Was ich momentan für technische Voraussetzungen habe:
PS3 und XBOX 360 Slim
RTL 8187 W-Lan Karte on board auf meinem ASUS Motherboard (b und g Standard mit max. 54Mbit/s übertragung)
W-Lan Internet mit max. 30MBit/s 
Windows 7 64bit
Router: Thomson TWG 850-4U

Die Frage ist nun, ob ich 
a) eine neue W-Lan Karte kaufen soll wie z.B.: TP-Link TL-WN851N W-LAN PCI Adapter 300 MBit
b) eine Richtantenne an meinem Router angebracht die Verbindung verbessert: TP-Link TL-ANT2405C W-LAN Omni-direktionale Antenne innen 5dBi 2.4GHz da der Router sich in einem Holzkasten befindet und eine Wand dazwischen ist, ist das Signal nicht optimal. Eine Antenne könnte, so meine Überlegung, das Signal verstärken und ich könnte die Antenne außerhalb und somit mit weniger Abschirmung anbringen, was auch zu einem verbesserten Signal führen könnte
c) welche externe Netzwerkfestplatte (wenn überhaupt) benötigt wird. Datenspeicher sollte mind. 1 TB sein. Wenn jedoch die Verbindung zu meinem Extender (XBOX Konsole) sehr gut wäre, würde ich auf die Netzwerkfestplatte verzichten, da ich dann alle Befehle und Möglichkeiten über das Mediacenter verrichten würde, was durchaus für mich akzeptabel wäre. 

Was meint ihr dazu? Hat jemand damit schon Erfahrungen gesammelt und kann mir Tipps geben? Gibt es vielleicht andere/bessere Möglichkeiten die ich noch nicht in Betracht gezogen habe? 

Vielen herzlichen Dank!


----------



## Fraggerick (2. September 2011)

einen vorschlag: willste ggf auf ne fritzbox wechseln? die 7270 gibts für um die hundert euro auf ebay, die 7360 für um die 150. (die letztere ist dann sogar (fast) neu)

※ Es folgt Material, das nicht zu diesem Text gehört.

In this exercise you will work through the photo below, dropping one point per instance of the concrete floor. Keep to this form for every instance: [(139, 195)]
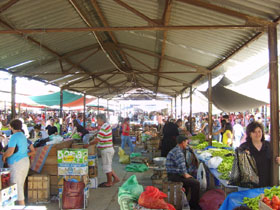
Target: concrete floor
[(107, 198)]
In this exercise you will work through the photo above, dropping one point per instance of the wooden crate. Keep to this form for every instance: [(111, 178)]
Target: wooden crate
[(175, 193), (38, 188)]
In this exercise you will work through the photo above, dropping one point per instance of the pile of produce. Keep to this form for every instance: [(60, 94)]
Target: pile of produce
[(200, 136), (271, 198)]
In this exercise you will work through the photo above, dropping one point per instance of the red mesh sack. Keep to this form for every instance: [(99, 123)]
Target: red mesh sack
[(212, 199), (154, 199)]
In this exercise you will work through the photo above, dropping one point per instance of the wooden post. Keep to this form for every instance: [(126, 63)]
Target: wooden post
[(190, 118), (210, 108), (61, 110), (182, 106), (13, 104), (84, 115), (274, 104)]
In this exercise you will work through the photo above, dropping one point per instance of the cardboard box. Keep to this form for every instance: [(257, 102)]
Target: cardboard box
[(92, 160), (70, 169), (79, 156), (8, 195), (83, 178), (93, 183), (38, 188), (92, 171)]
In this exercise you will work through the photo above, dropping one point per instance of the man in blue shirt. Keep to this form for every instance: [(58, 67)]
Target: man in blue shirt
[(177, 171)]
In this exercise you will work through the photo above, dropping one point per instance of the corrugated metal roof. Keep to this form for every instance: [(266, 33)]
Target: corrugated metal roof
[(202, 47), (268, 9)]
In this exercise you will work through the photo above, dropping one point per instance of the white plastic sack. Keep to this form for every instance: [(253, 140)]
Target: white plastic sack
[(201, 177), (214, 162), (205, 156)]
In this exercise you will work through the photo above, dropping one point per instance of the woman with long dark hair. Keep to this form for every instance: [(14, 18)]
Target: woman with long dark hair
[(260, 149), (18, 161)]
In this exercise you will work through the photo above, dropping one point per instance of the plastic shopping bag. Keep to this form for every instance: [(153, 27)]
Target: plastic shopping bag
[(153, 198), (214, 162), (201, 177), (124, 159), (131, 187), (134, 167)]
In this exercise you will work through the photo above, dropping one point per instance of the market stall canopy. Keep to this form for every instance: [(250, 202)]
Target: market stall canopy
[(54, 99), (230, 101), (107, 47), (79, 102)]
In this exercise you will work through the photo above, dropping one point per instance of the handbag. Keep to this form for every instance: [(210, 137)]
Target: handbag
[(244, 172), (73, 195)]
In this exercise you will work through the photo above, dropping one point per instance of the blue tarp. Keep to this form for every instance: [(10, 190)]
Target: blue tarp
[(236, 198)]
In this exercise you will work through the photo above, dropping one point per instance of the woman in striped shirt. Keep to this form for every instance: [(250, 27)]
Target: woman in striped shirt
[(104, 142)]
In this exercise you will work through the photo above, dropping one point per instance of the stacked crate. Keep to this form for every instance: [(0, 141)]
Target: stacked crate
[(38, 188)]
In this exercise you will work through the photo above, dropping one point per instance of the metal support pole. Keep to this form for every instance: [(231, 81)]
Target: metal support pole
[(210, 108), (175, 107), (107, 109), (274, 104), (61, 110), (97, 105), (84, 115), (190, 118), (182, 106), (13, 105), (171, 107)]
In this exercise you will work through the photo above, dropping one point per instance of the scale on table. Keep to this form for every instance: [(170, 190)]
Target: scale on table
[(160, 169)]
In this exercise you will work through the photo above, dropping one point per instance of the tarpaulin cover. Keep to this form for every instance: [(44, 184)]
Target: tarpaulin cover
[(230, 101), (79, 102), (54, 99), (236, 198)]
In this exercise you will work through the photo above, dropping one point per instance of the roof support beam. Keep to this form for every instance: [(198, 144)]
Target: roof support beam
[(135, 28), (81, 50), (223, 10), (47, 48), (166, 18), (82, 60), (200, 69), (136, 12), (7, 5), (105, 23), (87, 21)]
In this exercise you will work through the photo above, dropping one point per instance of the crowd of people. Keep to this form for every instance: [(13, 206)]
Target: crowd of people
[(245, 132)]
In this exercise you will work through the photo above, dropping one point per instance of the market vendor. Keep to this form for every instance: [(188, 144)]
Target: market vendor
[(80, 129), (18, 160), (177, 170), (104, 142), (261, 151), (170, 132), (51, 128)]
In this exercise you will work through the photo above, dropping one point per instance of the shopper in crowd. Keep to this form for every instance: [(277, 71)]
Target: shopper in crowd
[(126, 135), (52, 130), (80, 129), (170, 132), (261, 151), (227, 134), (238, 132), (104, 142), (57, 125), (18, 161), (216, 128), (42, 134), (177, 171)]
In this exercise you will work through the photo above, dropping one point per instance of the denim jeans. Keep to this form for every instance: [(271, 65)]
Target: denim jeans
[(126, 139)]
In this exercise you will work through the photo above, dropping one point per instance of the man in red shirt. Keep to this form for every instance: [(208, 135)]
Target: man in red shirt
[(126, 134)]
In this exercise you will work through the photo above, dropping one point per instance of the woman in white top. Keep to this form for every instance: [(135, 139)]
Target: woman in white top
[(42, 134)]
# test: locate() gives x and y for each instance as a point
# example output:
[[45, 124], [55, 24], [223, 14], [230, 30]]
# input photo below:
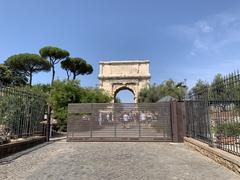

die haben usb, kannste also als NAS laufen lassen und sparst dir die kohle für ne netzwerkfähige festplatte.

ich würde auch versuchen den rechner über kabel anzubinden. grad die 7360 hat gbit lan.

sonnst, netzwerkfähiges plattengehäuse wäre zb das hier NetDISK 351UNE

ob das aber mit den konsolen komunizieren kann weis ich nicht.

ggf im router die option "wlangeräte dürfen kommunizieren" einschalten. sonnst gehen die daten erst an den router und dann an die xbox.


----------



## Rabowke (2. September 2011)

Von der NAS Funktion der fritz!Box möchte ich abraten. Tests in meinem Haushalt haben 2-3MB pro Sekunden Datendurchsatz ergeben, viel zu wenig um Backups und/oder HD Medien ordentlich zu streamen.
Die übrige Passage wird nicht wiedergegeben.